Labour would also introduce a new “Tenants’ Rights’ Charter” which would offer “greater protections for ‘generation rent’, including secure contracts of at least three years, preventing unreasonable rent increases, protecting against unfair evictions, outlawing agents’ admin fees and legislating against poor or unsafe living conditions.”

Nick Forbes, senior vice chair of the Local Government Association, said: “Pay to Stay will affect thousands of social housing tenants across the country, with the average affected household seeing their rent rise by £1,065 a year.

“For families this will cause anxiety, uncertainty and costs. For councils it will generate bureaucracy and new administrative costs and complexities.
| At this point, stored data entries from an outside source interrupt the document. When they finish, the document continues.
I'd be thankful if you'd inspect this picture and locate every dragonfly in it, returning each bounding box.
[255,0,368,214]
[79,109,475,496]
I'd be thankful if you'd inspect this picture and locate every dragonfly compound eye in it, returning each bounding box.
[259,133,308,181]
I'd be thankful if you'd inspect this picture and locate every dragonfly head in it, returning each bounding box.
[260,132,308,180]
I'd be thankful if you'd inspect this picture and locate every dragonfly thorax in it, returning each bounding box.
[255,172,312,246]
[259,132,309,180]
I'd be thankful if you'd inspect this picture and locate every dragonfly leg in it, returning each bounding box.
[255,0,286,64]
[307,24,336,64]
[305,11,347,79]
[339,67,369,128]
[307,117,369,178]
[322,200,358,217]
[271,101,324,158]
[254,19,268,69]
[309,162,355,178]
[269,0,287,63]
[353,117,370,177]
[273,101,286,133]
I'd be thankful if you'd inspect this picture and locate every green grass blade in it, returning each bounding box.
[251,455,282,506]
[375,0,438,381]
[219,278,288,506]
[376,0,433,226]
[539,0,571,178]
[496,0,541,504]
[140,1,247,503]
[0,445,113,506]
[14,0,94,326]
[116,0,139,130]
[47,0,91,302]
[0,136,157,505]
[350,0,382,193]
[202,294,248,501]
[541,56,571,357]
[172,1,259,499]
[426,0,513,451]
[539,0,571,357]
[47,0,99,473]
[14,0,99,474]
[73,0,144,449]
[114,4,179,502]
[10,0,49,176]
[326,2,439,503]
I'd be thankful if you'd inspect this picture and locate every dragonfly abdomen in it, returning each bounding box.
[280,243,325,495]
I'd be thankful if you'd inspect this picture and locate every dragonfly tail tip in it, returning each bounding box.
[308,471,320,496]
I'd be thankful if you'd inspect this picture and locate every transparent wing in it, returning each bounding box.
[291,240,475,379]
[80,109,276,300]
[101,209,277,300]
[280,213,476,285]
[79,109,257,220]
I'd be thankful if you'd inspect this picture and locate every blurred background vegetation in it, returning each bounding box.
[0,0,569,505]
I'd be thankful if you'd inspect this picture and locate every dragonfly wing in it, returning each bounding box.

And at the end of it, for the Government, it will generate nowhere near the financial return it had originally expected.

“Pay to Stay sounds straightforward but it is a policy with initially unseen complexities, and which could generate large numbers of costly legal appeals and challenges from tenants.

“The Government has committed that councils will be able to keep reasonable administrative costs. In many local areas, these costs will outweigh the additional rent collected, leaving little or no extra income for the Treasury to keep, and leave the councils out of pocket.

“Pay to Stay risks becoming an expensive distraction from our joint ambition to build more homes.

“At the very least, the government should delay implementation to allow for approaches to be tested and piloted, and to provide councils with the support to implement the policy with minimum disruption.”